Techno

Jouer à des jeux de tir à la première personne serait néfaste pour le cerveau

André Boily

Mardi, 08 Août 2017, 15:21

Call of Duty : Ghost

Depuis les débuts des premiers jeux vidéo, les experts ont sans cesse cherché la bête noire ou les éléments qui inciteraient les utilisateurs en majorité jeunes vers des tendances criminelles ou violentes, sans grands résultats. Or, en comparant en imagerie des cerveaux, les amateurs de jeux FPS pourraient développer des maladies neuropsychiatriques comme la dépression ou la maladie d'Alzheimer.

Qui ne se souvient pas d'avoir joué avec les tout premiers jeux vidéo de tir à la première personne, comme les populaires Call of Duty, Doom, etc. ?

Une étude publiée aujourd'hui par des chercheurs de l'Université de Montréal démontre qu'en comparant des cerveaux par neuro-imagerie, ceux-ci en sont arrivés à la conclusion que la perte de matière grise des joueurs est le résultat direct d'une interaction personne-machine. Plus spécifiquement, cette perte serait due aux jeux vidéo de type FPS (first-person shooter ou tir à la première personne). Les participants à l'étude étaient tous en santé, âgés de 18 à 30 ans et sans antécédents de jeux vidéo.

Ces joueurs-cobayes qui ont accepté de jouer pendant six heures ou plus par semaine ont subi une perte de matière grise dans la zone de l'hippocampe après 90 h de jeux vidéo comme Call of Duty, Killzone, Medal of Honnor et Borderlands 2.

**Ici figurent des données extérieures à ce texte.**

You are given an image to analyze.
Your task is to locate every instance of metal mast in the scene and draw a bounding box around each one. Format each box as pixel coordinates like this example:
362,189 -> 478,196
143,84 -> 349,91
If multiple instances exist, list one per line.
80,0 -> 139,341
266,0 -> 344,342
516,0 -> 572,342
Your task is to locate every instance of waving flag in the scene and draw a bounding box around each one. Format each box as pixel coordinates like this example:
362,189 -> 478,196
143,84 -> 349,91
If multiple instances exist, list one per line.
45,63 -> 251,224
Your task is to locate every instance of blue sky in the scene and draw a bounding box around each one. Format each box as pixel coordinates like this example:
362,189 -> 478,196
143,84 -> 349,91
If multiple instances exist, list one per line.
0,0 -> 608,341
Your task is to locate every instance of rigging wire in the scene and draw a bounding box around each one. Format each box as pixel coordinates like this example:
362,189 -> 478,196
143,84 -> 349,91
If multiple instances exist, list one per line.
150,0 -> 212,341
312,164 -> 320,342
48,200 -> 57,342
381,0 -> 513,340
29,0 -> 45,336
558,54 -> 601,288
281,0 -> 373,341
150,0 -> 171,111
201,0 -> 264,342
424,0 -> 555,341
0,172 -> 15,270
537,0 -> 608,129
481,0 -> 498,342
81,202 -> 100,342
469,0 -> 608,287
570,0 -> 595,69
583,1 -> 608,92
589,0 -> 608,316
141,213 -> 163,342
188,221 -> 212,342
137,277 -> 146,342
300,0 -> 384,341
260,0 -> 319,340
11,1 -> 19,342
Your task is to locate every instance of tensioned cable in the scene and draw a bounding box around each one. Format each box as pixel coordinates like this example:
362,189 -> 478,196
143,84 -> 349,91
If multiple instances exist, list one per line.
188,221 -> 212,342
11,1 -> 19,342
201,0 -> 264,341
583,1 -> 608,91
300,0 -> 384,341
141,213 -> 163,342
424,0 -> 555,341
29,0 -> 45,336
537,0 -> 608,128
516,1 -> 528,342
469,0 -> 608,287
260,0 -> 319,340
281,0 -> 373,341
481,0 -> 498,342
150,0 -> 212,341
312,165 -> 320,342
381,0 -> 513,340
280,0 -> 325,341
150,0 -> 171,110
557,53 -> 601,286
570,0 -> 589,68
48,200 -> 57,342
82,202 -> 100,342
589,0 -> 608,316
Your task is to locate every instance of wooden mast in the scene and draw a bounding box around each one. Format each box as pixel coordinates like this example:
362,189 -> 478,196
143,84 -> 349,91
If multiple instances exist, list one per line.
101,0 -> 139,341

Avant cette étude, personne n'avait démontré que de telles interactions pouvaient avoir un impact négatif sur le cerveau, et dans ce cas-ci, sur le système hippocampique, disent les chercheurs à CBC.

Différences entre les types de jeux

L'hippocampe est une partie clé du cerveau impliquée dans la mémoire spatiale (l'orientation) et la mémoire épisodique (celle qui enregistre des épisodes de notre vie dans un contexte spatio-temporel).

Avec moins de matière grise dans la zone de l'hippocampe, les gens affectés sont plus susceptibles de développer des maladies neuropsychiatriques comme la dépression, la schizophrénie ou l'Alzheimer. Par contre, les chercheurs précisent qu'ils n'ont pas trouvé de lien causal dans l'interaction personne-machine des jeux vidéo ni les conséquences à long terme de cette perte pour lesquelles il faudrait mener d'autres recherches.

Par contre, des jeux sur plateforme 3D qui poussent le joueur à la navigation ont fait augmenter leur masse de matière grise pendant la même période.

D'autres études pointent que jouer à des jeux vidéo ou de réalité virtuelle peuvent contribuer à combattre la dépression ou encore à développer des avantages cognitifs.